There is plenty of debate and discussion about this topic. Check out Shelley at the Storyqueen's Castle, and Livia Blackburne. The Literary Lab has several, in-depth essays on the subject.
I've come to the conclusion that the choice of which POV to use is connected to the type of story. If it's a fable-type yarn, omniscient gives that delicious gods-are-watching effect. If it's a particular character's journey, quest, coming-of-age, emotional awakening, whatever, I think it's best told in tight POV because it really is about the evolution of that character. But that's my opinion. What's yours?

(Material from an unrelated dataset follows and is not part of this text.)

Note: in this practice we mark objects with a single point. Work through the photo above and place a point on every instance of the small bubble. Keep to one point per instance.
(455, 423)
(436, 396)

Wednesday, September 16, 2009

Whose head am I in?


I was merrily reading a book, a sequel I'd gone out of my way to acquire, when suddenly, my sheer enjoyment of the storyline came to a halt, and I went, huh?
I didn't know whose head I was in. A minor character began thinking things, which interrupted my exciting journey with one of the two main characters. It seriously bummed me out.
Point-of-view is a sore point with me, and, yes, I'm using the same word three times in one sentence to make a point. I'm sure everyone knows that POV is the eyes through which we tell our stories. We can write in first, second, third or omniscient POV, but somebody is taking us on the journey. And the reader gets used to knowing who is talking to them. You really don't want to make the reader go, huh?
At the very least, anything that takes a reader out of story may irritate or confuse them. At worst, they may stop reading the book and not buy another by that author. My advice to both aspiring and published authors is to think before you bounce between heads.
Many times when I encounter these rough patches, the POV switch was not necessary. The author may defend it, saying there is no other way to let us know some vital information, but most often that is not true.
In the book I mentioned above the information imparted by the minor character could have been inserted with dialogue and action, thus never upsetting this sensitive reader or leading to this blog rant. And, no, I won't name book or author. First, because I don't want to go that route and, second, because this type of writing can be found everywhere.
I have had this discussion with other writers. Some defend multiple and frequent POV switches, pointing out best-selling authors who do it, and others shrug and say they think it's becoming more popular. At the risk of stretching my neck waaaay out there (I picture some of you sharpening your axes), I think it's lazy writing, an easy way to plop info into the story. And that's how it makes me feel as a reader, like I've been plopped on.
To be clear, I'm not talking about the classic method of presenting different characters' perspectives in alternating chapters. Readers can get their bearings in stories told that way. What I'm describing is being in a scene with a bunch of characters and wondering, "Was that thought Joan's? No, we were just in Joe's head. Oh, is it Jane who's thinking now?"
Trust me. You really don't want to make me go, huh?
The comment section is open. Fire away. I've got my flak jacket on.